I then have function declarations that look like this:

defpersistent function_name: expensive_computation()
def expensive_computation() do
  ...
end

voltone · September 11, 2020, 4:56am

Plug.Static, through Cowboy and Ranch, offloads the actual transmission of the data to the OS, using :file.sendfile/5. I imagine it has to do more work initially than your alternative, but depending on the file size and the achievable transmission rate it may actually be more efficient when the transfer takes longer.

It might be interesting to run some more tests with different file sizes and transmission rates (preferably on a real network interface). Maybe the optimal solution is a mix, serving small files from persistent_term while falling back to sendfile/5 for large files.

hauleth · September 11, 2020, 8:43am

IIRC there will be no difference as soon as the files are in memory. The difference would be only if the files are served from the FS, as then sendfile can work fully within kernel, without going through user space.

voltone · September 11, 2020, 8:50am

Isn’t that what we’re comparing here: Plug.Static serving up a file, versus an alternative that serves content from memory, in this case persistent_term?

akoutmos · September 11, 2020, 1:47pm

I’ll put together some more tests tonight with files larger than 1MB and see how things behave. I’ll also throw this on a separate server so it’s not on local host. Will report back with results!

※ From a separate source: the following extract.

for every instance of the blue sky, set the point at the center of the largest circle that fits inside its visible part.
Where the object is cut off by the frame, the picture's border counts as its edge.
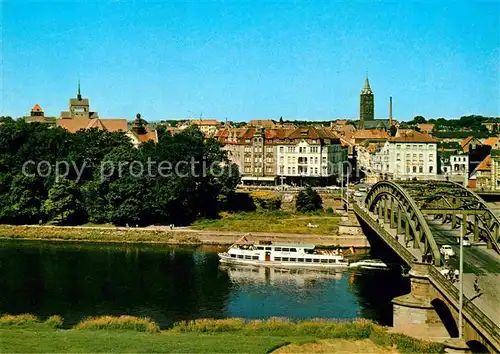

hauleth · September 11, 2020, 1:56pm

Ahh, I missed that part. In such case Plug.Static with sendfile should be faster in almost all cases (assuming that the storage is quick).

voltone · September 11, 2020, 2:12pm

Well, if the socket can accept the entire file contents at once, without blocking, then it might be faster to just dumpt the data into the socket from memory, rather than do the system call dance with sendfile.

But if the file is larger than what the socket can handle instantaneously, causing it to block on write, then the BEAM as to go off and do other work, and come back later when the socket is ready for more. That is overhead that you don’t get with sendfile. This is why I suggested to test with different file sizes, and why testing over the loopback interface is not realistic, since it probably has a humongous TCP window size, so the socket will never block for writing.

derek-zhou · September 11, 2020, 2:19pm

Interesting! For purely static assets, we can use a front-end server like nginx. However there could be some quasi-static pages that change infrequently but are visited frequently, maybe we can pre-render them and stash them here?

al2o3cr · September 11, 2020, 3:11pm

Another potential performance pitfall with large files: getting the data from persistent_term to the socket is going to cost at least one copy of the data (from the BEAM to the kernel) where sendfile is only transmitting a “get the data from over there” message.